É a expressão mais jovem do Chianti e, por lei, só pode ser comercializada a partir de 1 de março do ano seguinte à vindima.
É um produto normalmente de corpo leve, perfumado, a partir de fruto vinoso e cristalizado, puro e jamais banal. A sua frescura característica e natural, confere-lhe uma versatilidade “implacável” nas combinações gastronómicas, tornando-a adequada para todas as ocasiões.
Poderíamos defini-lo como um vinho “universal”, certamente o best seller e a bandeira da jovialidade toscana.
O seu processo de elaboração passa normalmente por recipientes de aço ou cimento, onde fermenta a uma temperatura controlada para conservação dos aromas florais e frescos da videira; com frequência continua nos mesmos recipientes durante um curto período de refinamento antes de ser engarrafado na primavera.

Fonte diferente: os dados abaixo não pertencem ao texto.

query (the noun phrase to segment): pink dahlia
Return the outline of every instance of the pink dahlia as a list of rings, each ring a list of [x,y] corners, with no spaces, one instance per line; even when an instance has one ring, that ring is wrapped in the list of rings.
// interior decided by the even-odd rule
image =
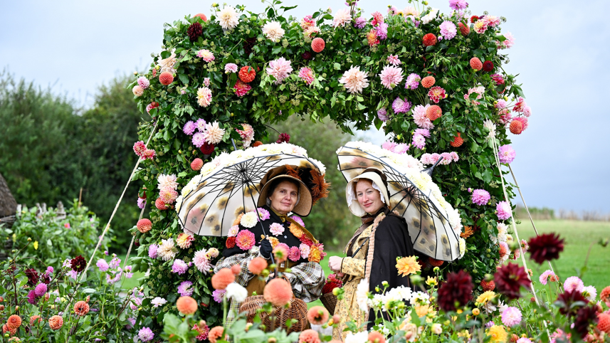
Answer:
[[[410,90],[417,89],[417,87],[419,85],[419,81],[421,80],[421,78],[419,75],[411,73],[406,78],[406,83],[404,85],[404,88]]]
[[[415,122],[415,124],[422,129],[430,130],[434,128],[434,125],[430,121],[430,118],[426,115],[426,110],[428,110],[428,107],[429,107],[430,104],[428,104],[426,106],[418,105],[414,107],[411,111],[413,113],[413,120]]]
[[[137,78],[137,84],[142,87],[142,89],[145,90],[150,87],[150,81],[146,78],[146,76],[140,76]]]
[[[196,125],[195,125],[195,123],[192,120],[189,120],[186,122],[186,124],[184,124],[184,127],[182,127],[182,132],[184,132],[184,134],[190,136],[193,134],[196,127]]]
[[[388,63],[389,63],[392,65],[398,65],[402,63],[402,62],[401,62],[400,60],[398,59],[398,55],[390,55],[390,56],[389,56],[388,58],[387,58],[387,61],[388,61]]]
[[[424,149],[424,147],[426,146],[426,139],[421,134],[414,134],[413,145],[418,149]]]
[[[507,327],[514,327],[521,322],[521,311],[517,307],[509,306],[502,312],[502,323]]]
[[[238,80],[236,83],[235,83],[235,85],[233,87],[235,89],[235,94],[238,97],[243,97],[248,94],[248,92],[252,89],[252,87],[250,86],[248,83],[242,81],[241,80]]]
[[[512,210],[510,209],[510,204],[507,201],[500,201],[495,206],[495,211],[498,211],[498,218],[500,221],[505,221],[510,218],[510,214]]]
[[[525,131],[525,129],[527,129],[527,126],[529,126],[529,125],[527,124],[527,118],[526,118],[525,117],[515,117],[513,119],[515,120],[518,120],[519,122],[521,122],[521,132],[522,132]]]
[[[256,243],[254,233],[249,230],[242,230],[236,236],[235,243],[240,249],[248,250],[254,246],[254,243]]]
[[[398,97],[392,102],[392,110],[394,113],[406,113],[411,110],[411,102]]]
[[[448,21],[443,21],[439,26],[439,28],[441,28],[441,36],[443,36],[443,39],[451,39],[458,34],[458,29],[456,28],[456,24]]]
[[[379,74],[382,85],[387,89],[392,89],[402,81],[402,68],[394,65],[386,65]]]
[[[227,74],[229,73],[237,73],[237,65],[235,63],[226,63],[224,65],[224,72]]]
[[[206,62],[214,60],[214,54],[208,49],[203,49],[197,51],[197,57],[201,57]]]
[[[430,97],[431,101],[433,101],[436,104],[441,101],[441,99],[447,97],[445,90],[440,86],[434,86],[430,88],[430,90],[428,91],[428,96]]]
[[[275,84],[279,85],[282,81],[288,76],[288,74],[292,73],[293,67],[290,66],[290,61],[287,60],[283,57],[280,57],[277,60],[273,60],[269,62],[269,67],[267,68],[267,73],[275,78]]]
[[[377,111],[377,117],[382,122],[386,122],[389,119],[389,117],[388,117],[388,111],[386,110],[386,107],[382,107]]]
[[[564,283],[564,290],[566,292],[582,292],[584,290],[584,283],[577,276],[570,276]]]
[[[500,163],[512,163],[515,160],[515,157],[517,153],[509,144],[505,144],[500,147],[498,149],[498,157],[500,159]]]
[[[313,83],[313,70],[311,68],[307,67],[303,67],[299,70],[299,78],[301,78],[307,85],[310,85]]]
[[[489,195],[489,192],[485,189],[475,189],[473,191],[473,204],[476,204],[479,206],[485,205],[490,199],[491,196]]]
[[[369,80],[367,80],[368,74],[360,71],[360,67],[352,65],[349,70],[343,73],[343,76],[339,79],[339,83],[343,84],[343,87],[350,93],[360,93],[362,90],[369,86]]]
[[[172,273],[176,273],[182,275],[186,273],[189,269],[189,265],[184,263],[182,260],[177,258],[174,260],[174,264],[172,265]]]

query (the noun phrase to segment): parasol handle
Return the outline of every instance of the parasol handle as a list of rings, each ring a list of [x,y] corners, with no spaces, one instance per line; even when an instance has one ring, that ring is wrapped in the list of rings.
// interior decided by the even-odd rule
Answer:
[[[439,163],[441,163],[441,161],[442,161],[443,159],[444,159],[442,157],[438,159],[438,160],[436,161],[436,163],[435,163],[432,167],[426,168],[425,169],[422,170],[421,172],[422,173],[424,173],[424,172],[428,173],[428,175],[430,175],[431,176],[432,176],[432,171],[434,170],[434,167],[436,167],[436,165],[438,165]]]
[[[233,139],[231,139],[231,141],[232,140],[233,140]],[[235,144],[235,143],[233,143],[233,144]],[[249,184],[250,182],[246,181],[246,183]],[[252,186],[253,186],[254,185],[253,184]],[[255,204],[254,205],[254,211],[256,212],[256,216],[258,217],[258,224],[261,225],[261,228],[263,229],[263,234],[265,235],[265,238],[263,238],[263,239],[266,239],[267,233],[265,232],[265,227],[263,226],[263,221],[261,220],[261,213],[258,213],[258,209],[256,208],[256,202],[254,201],[254,196],[252,195],[252,192],[250,192],[250,197],[252,199],[252,203]],[[244,210],[245,209],[244,209]],[[271,252],[271,264],[274,264],[274,265],[275,264],[275,259],[273,258],[273,251]],[[275,275],[278,275],[278,266],[277,265],[275,266]]]

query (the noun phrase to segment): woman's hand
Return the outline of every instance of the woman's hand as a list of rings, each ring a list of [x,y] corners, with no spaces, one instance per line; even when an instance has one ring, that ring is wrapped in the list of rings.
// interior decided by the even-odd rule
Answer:
[[[328,259],[328,267],[333,272],[339,273],[341,271],[341,262],[343,258],[339,256],[330,256],[330,258]]]

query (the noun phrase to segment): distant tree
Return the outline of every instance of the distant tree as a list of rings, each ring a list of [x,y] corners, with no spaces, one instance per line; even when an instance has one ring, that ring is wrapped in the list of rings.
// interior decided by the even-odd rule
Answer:
[[[334,122],[313,123],[292,116],[285,122],[271,125],[280,132],[290,135],[290,143],[304,147],[310,157],[326,166],[326,179],[331,183],[328,198],[320,199],[304,218],[306,228],[325,246],[342,249],[354,231],[360,226],[360,220],[347,209],[345,186],[347,183],[337,169],[335,152],[354,137],[337,128]],[[275,142],[278,134],[269,132],[268,142]]]
[[[100,87],[83,112],[51,90],[0,73],[0,173],[17,202],[68,204],[83,189],[83,203],[101,221],[108,219],[136,163],[138,122],[149,120],[136,108],[126,80]],[[140,213],[137,191],[130,186],[112,221],[119,251],[127,250],[127,229]]]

Em alguns outros casos, onde, além disso, é obrigatório o disciplinare, o vinho é envelhecido em madeira (barris de carvalho mais tradicionalmente): é o caso das sub-regiões Chianti Rùfina e Chianti Colli Fiorentini, por exemplo. Esta nova mudança de recipiente atribui normalmente a estes vinhos uma estrutura um pouco mais complexa, que, portanto, requer mais tempo antes de estar em condições para o comércio. São estes vinhos que serão autorizados a entrar no mercado, sempre em conformidade com a lei, a partir de setembro do ano seguinte à vindima.
add_a_photo Martino Dini
CHIANTI SUPERIORE D.O.C.G.
Esta é uma categoria de produção menos frequente e menos conhecida, que, contudo, sempre teve o objetivo de elevar a qualidade média dos produtos com uma chave de leitura intermediária suspensa entre os vinhos Annata e Riserva.

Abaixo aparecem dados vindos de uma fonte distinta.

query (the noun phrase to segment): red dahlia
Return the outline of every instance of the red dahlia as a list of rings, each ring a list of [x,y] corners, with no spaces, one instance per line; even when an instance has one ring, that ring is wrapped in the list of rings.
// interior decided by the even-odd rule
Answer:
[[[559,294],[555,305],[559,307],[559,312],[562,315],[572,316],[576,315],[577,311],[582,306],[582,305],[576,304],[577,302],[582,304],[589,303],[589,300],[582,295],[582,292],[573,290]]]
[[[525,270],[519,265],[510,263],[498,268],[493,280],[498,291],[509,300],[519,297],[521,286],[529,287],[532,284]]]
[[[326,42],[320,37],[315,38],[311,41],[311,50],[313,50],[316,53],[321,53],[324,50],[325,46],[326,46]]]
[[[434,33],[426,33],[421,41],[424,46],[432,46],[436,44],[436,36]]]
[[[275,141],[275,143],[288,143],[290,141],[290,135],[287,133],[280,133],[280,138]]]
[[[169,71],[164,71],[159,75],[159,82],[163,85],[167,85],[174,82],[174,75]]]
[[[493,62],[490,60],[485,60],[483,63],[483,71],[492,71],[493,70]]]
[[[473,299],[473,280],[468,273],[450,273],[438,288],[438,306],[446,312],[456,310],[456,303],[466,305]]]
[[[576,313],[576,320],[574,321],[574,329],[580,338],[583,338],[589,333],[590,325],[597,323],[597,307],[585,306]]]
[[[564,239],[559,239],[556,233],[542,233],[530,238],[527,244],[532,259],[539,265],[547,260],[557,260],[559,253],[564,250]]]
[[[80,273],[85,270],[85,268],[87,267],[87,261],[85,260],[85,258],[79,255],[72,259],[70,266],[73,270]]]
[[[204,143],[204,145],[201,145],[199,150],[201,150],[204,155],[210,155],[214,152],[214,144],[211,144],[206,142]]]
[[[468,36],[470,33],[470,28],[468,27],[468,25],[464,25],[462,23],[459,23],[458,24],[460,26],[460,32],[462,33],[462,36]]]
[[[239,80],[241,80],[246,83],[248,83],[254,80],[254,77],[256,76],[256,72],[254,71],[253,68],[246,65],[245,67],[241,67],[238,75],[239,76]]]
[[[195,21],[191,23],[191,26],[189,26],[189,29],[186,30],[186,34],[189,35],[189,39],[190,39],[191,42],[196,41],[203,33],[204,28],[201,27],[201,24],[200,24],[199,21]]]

Tecnicamente, o Chianti Superiore pode ser produzido em qualquer das regiões e sub-regiões do Chianti D.O.C.G., na condição de serem respeitadas outras restrições impostas pelo disciplinare (disciplina da produção): uma menor produção por hectare (máx. 95 quintais), um maior teor mínimo de álcool (12%), uma maturação mínima de um ano, e uma análise organolética mais rigorosa em comparação com os vinhos do ano.

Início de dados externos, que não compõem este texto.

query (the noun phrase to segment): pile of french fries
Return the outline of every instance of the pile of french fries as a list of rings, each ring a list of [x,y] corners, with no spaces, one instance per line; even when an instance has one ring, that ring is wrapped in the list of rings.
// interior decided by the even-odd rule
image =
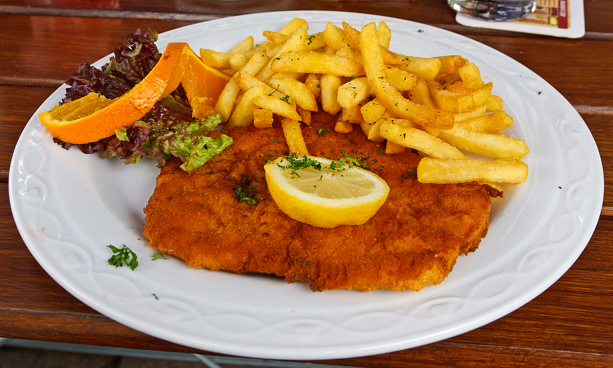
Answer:
[[[474,64],[392,52],[383,21],[361,30],[329,22],[322,32],[308,31],[295,18],[264,31],[259,45],[250,36],[229,52],[200,50],[205,63],[232,75],[215,105],[227,127],[266,128],[277,115],[290,150],[308,154],[300,124],[310,125],[321,106],[338,114],[337,132],[359,126],[368,139],[387,140],[387,153],[418,151],[420,182],[525,181],[520,159],[528,146],[502,132],[513,119]],[[460,149],[486,157],[468,159]]]

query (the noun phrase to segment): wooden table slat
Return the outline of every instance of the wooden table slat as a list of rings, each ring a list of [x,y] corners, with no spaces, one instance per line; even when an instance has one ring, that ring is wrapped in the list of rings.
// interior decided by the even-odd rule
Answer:
[[[78,3],[78,4],[77,4]],[[0,336],[203,353],[149,336],[91,309],[51,279],[12,219],[9,162],[23,127],[79,64],[110,53],[138,28],[164,32],[196,21],[271,10],[392,15],[463,34],[525,65],[579,111],[604,170],[604,208],[585,251],[534,300],[480,328],[413,349],[315,362],[357,367],[613,366],[613,4],[585,1],[585,37],[571,40],[460,26],[444,1],[5,0],[0,5]],[[255,35],[254,35],[255,36]],[[496,86],[495,83],[495,92]]]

O vinho Chianti Superiore D.O.C.G. pode assim ser comercializado a partir de 1 de setembro do ano seguinte à vindima.
Em termos organoléticos são colocados a um nível intermédio, começando do seu corpo mais robusto, com traços mais sofisticados quando maturados em madeira, mais intenso também a nível olfativo, bem como no paladar, onde demonstram maior robustez, concentração e persistência relativamente aos vinhos do ano.
Representam com estilo a síntese ideal entre os vinhos tradicionais de consumo diário e vinhos com um longo processo de envelhecimento, propondo-se assim como uma alternativa intrigante à cozinha contemporânea, inclusive étnica ou experimental.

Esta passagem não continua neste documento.